La Laicité, débat de la rentrée

Autre brulôt de la rentrée, édition 2023 :  le sujet de la laicité à l’école, remis sur la table avec fracas par l’annonce de l’interdiction de l’abaya. Devant Hugo Décrypte, le président est revenu sur cette décision qu’il explique en partie par les attentats terroristes et l’assassinat de Samuel Paty : “Nous vivons aussi dans notre société avec une minorité, des gens qui, détournant une religion, viennent défier la République et la laïcité”, a déclaré le chef de l’Etat. “Ça a parfois donné le pire”. Le président s’est immédiatement attiré les foudres d’une partie de l’opinion et de la classe politique de gauche, l’accusant d’un amalgame entre voile et terrorisme.
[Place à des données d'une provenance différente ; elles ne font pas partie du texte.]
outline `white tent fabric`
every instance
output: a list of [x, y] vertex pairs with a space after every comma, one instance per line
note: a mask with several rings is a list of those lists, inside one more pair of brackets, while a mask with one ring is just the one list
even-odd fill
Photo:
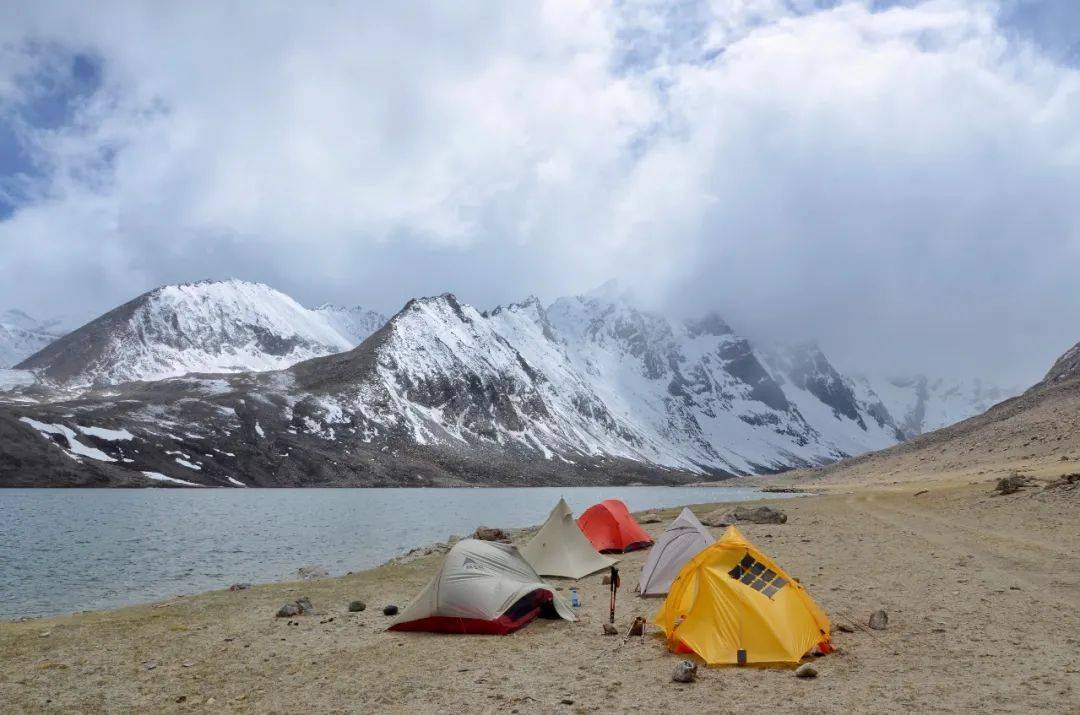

La vision de la laicité de l’exécutif a déjà connu des revers : en ce lundi de rentrée , 298 élèves sont venues avec l’abaya dans les établissements scolaires selon Gabriel Attal sur BFMTV ce mardi matin, et 67 ont refusé de l’enlever. Conformément à la nouvelle règle, les élèves concernées ont été renvoyées chez elles. "Dans les prochains jours, elles reviendront puisqu'elles doivent être scolarisées, et puis on verra si elles se sont conformées à la règle ou pas", a indiqu” Gabriel Attal. "Sinon, il y aura un nouveau dialogue. C'est comme ça qu'on va continuer à avancer". Gabriel Attal a également signé une lettre à destination des parents des personnes concernées pour leur "expliquer que la laïcité n'est pas une contrainte". Mais la discussion s’avère d’ores et déjà houleuse

Le port de l’uniforme

Pour éviter un débat sur la différence de traitement entre élèves, l’exécutif est tenté de miser sur l’uniforme scolaire, sujet qui affleure régulièrement dans le débat public. Le ministre de l'Education nationale souhaite "faire avancer [ce] débat" dans les prochains mois, a-t-il indiqué lundi sur RTL. "J'annoncerai à l'automne les modalités d'expérimentation qui nous permettront de tester" la tenue unique.

Sans y voir "une solution miracle qui permet de régler tous les problèmes de l'école", le ministre a expliqué rencontrer régulièrement, sur le terrain, des enseignants, des élus et des familles favorables à cette mesure. Le port de l'uniforme "mérite d'être testé", juge le ministre. C'est selon lui "le meilleur moyen de se faire une idée". Le ministre indique que les élus souhaitant que leurs établissements participent à cette expérimentation peuvent se signaler auprès du ministère de l'Education nationale. Cette expérimentation permettra d'évaluer "ce que ça permet en matière de restauration de l'autorité à l'école, d'élévation du niveau", estime Gabriel Attal. Emmanuel Macron a tenu un discours légèrement aplani ce lundi au micro d’Hugo Décrypte, se disant plutôt favorable à une ”tenue unique”. Sans avoir un uniforme, on peut dire "vous vous mettez en jeans, tee-shirt et veste", a-t-il fait valoir. “La question de la tenue unique est à mon avis plus acceptable, peut paraître un peu moins stricte d’un point de vue disciplinaire”, a-t-il ajouté. “Elle règle beaucoup de sujets (…) : un, la laïcité et deux, un peu l’idée qu’on se fait de la décence, c’est-à-dire on ne veut pas des tenues trop excentriques”, a-t-il encore souligné. “Je suis favorable à l’approche expérimentation, évaluation”.

La lutte contre la délinquance et le harcèlement 

Fin juin déjà, le président suggérait depuis Marseille la fermeture plus tardive des collèges dans les quartiers sensibles pour lutter contre la délinquance, qui a ébranlé certaines zones, notamment après la mort de Nahel. L’exécutif avait alors présenté l’accueil à l’école comme un rempart au déseuvrement d’une partie de la jeunesse. Le 23 août, il s’est de nouveau exprimé sur les rythmes scolaires, penchant cette fois pour une rentrée anticipée dès le 20 août pour les élèves en difficulté. Devant Hugo Décrypte, c’est cette fois au harcèlement que le président s’est attaqué, insistant sur le programme pHARe et a évoqué la possibilité d'une loi pour sanctionner les cyberharceleurs en les interdisant d'accès aux réseaux sociaux. En août déjà le gouvernement avait adopté une mesure pour changer d’établissement les élèves coupables de harcèlement. Avec entre 6 et 10 % des élèves qui subissent une forme de harcèlement, le défi est de taille.